Setelah Kirim Surat Teguran Ke RM, Kini Subandi Malah Ingin “Islah” Ada Apa ?

Read Time:1 Minute, 29 Second

SIDOARJO OPINI (liputansidoarjo.com)-
Seharian ini, pemberitaan media banyak diwarnai isu keinginan islah dari Subandi SH Bupati Sidoarjo, terlebih setelah melakukan pertemuan diskusi dengan beberapa LSM dan Ormas pada Kamis kemarin.

Dalam pertemuan itu, Subandi mengatakan kalimat ingin islah beberapa kali, bahkan dirinya siap meminta maaf kepada Wakil Bupati Hj Mimik Idayana jika ada salah.

Malahan pekan depan, dikabarkan ada gerakan dari LSM, yang siap demo untuk mendorong terciptanya Islah ini, dengan alasannya masing-masing.

Tentu saja lontaran dan dorongan islah ini cukup menarik dicermati.

Pasalnya, sebelum ada lontaran islah ini, Subandi cukup berani mengirimkan surat teguran kepada Rahmat Muhajirin SH yang tak lain suami Wabup Mimik Idayana, yang meminta mengembalikan tiga SHM yang disebut sebagai titipannya saat Pilkada 2024.

Bahkan dibaris terakhir surat pertanggal 27 Januari 2026 itu, Rahmat Muhajirin diberi waktu tiga hari hingga 30 Januari 2026, untuk mengembalikan sertifikat itu.

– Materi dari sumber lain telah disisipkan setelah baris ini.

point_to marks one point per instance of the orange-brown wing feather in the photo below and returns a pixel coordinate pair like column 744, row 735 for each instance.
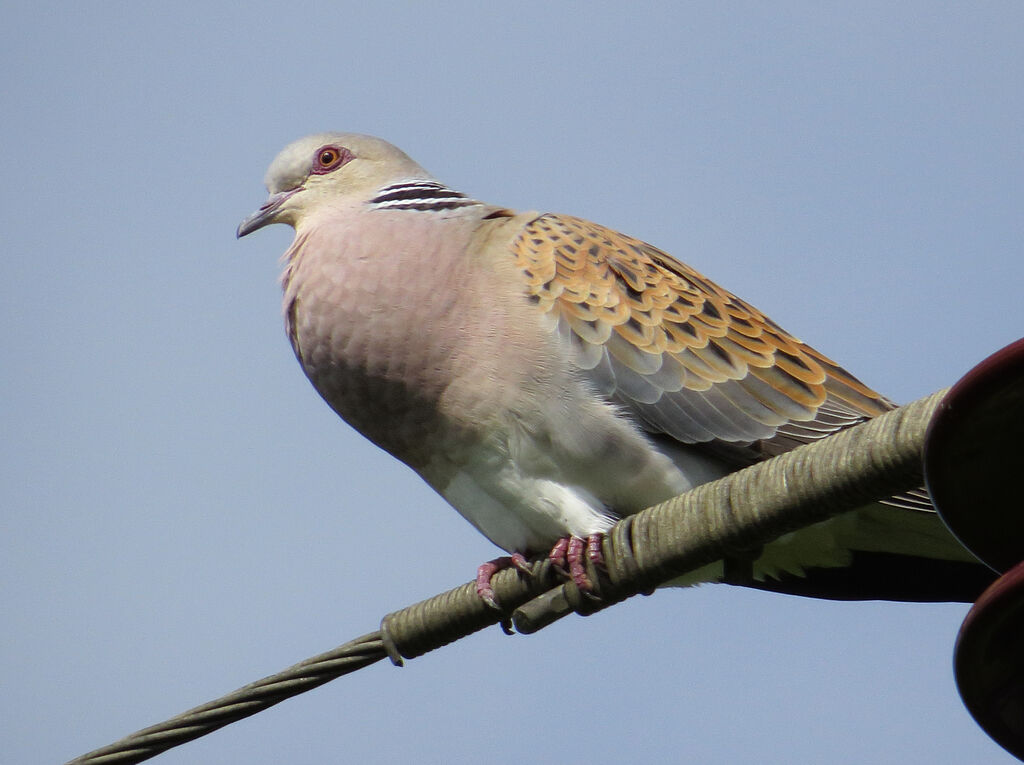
column 689, row 358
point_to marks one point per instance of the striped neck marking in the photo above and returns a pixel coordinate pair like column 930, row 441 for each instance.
column 420, row 195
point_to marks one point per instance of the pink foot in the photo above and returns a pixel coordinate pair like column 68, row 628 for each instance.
column 570, row 554
column 486, row 570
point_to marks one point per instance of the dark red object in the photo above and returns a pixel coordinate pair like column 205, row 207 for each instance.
column 974, row 464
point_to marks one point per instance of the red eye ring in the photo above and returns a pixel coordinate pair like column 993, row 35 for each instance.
column 330, row 158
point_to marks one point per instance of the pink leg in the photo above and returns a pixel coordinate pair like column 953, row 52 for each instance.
column 570, row 554
column 486, row 570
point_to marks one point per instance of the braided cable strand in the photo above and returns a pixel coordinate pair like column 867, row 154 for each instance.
column 733, row 515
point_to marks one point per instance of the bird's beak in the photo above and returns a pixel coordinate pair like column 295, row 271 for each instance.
column 265, row 215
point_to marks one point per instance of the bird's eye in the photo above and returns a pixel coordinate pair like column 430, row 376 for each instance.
column 330, row 158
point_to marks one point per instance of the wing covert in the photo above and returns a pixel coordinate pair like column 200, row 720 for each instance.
column 689, row 358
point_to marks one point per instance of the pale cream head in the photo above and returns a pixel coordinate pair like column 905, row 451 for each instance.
column 328, row 167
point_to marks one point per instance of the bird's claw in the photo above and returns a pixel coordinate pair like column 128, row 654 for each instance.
column 485, row 572
column 570, row 555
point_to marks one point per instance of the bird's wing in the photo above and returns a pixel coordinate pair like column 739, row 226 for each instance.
column 687, row 357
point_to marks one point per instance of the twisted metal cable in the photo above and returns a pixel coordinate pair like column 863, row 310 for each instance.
column 737, row 513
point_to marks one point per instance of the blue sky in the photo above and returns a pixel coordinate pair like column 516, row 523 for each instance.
column 182, row 514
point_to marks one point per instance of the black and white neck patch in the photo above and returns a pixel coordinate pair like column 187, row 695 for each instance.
column 420, row 195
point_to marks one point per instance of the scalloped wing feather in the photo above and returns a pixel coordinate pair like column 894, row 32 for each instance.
column 689, row 358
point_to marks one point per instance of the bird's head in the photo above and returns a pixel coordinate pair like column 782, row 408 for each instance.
column 328, row 168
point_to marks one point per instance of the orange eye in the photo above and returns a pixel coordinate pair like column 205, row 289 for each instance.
column 330, row 158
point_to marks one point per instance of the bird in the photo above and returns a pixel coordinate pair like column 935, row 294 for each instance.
column 548, row 376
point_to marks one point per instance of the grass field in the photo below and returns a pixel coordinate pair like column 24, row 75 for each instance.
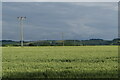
column 60, row 62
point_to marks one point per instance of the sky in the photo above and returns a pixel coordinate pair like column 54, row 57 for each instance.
column 48, row 20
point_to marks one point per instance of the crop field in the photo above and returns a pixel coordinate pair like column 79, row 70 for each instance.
column 60, row 62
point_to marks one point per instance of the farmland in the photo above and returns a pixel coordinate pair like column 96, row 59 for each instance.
column 60, row 62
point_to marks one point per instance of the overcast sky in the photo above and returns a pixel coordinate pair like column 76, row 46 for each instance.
column 48, row 20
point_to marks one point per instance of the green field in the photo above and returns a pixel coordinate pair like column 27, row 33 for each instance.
column 60, row 62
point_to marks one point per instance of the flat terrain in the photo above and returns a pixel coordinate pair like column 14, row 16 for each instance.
column 60, row 62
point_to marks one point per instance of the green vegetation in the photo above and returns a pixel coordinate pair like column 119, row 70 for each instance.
column 60, row 62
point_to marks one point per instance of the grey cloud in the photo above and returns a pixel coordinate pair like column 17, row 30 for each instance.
column 48, row 20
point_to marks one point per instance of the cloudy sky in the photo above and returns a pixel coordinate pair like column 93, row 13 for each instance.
column 47, row 20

Jika tidak, maka Subandi menyebut akan mengambil langkah tindakan hukum tegas, yang tidak dijabarkan seperti apa tindakan hukum tegas itu.

Namun alih-alih mengambil langkah tindakan tegas, sampai akhir batas waktu tiga hari itu, tidak ada tindakan apapun yang dilakukan Subandi, dan terakhir pada 5 Januari kemarin, meluncur kalimat “Saya siap Islah”.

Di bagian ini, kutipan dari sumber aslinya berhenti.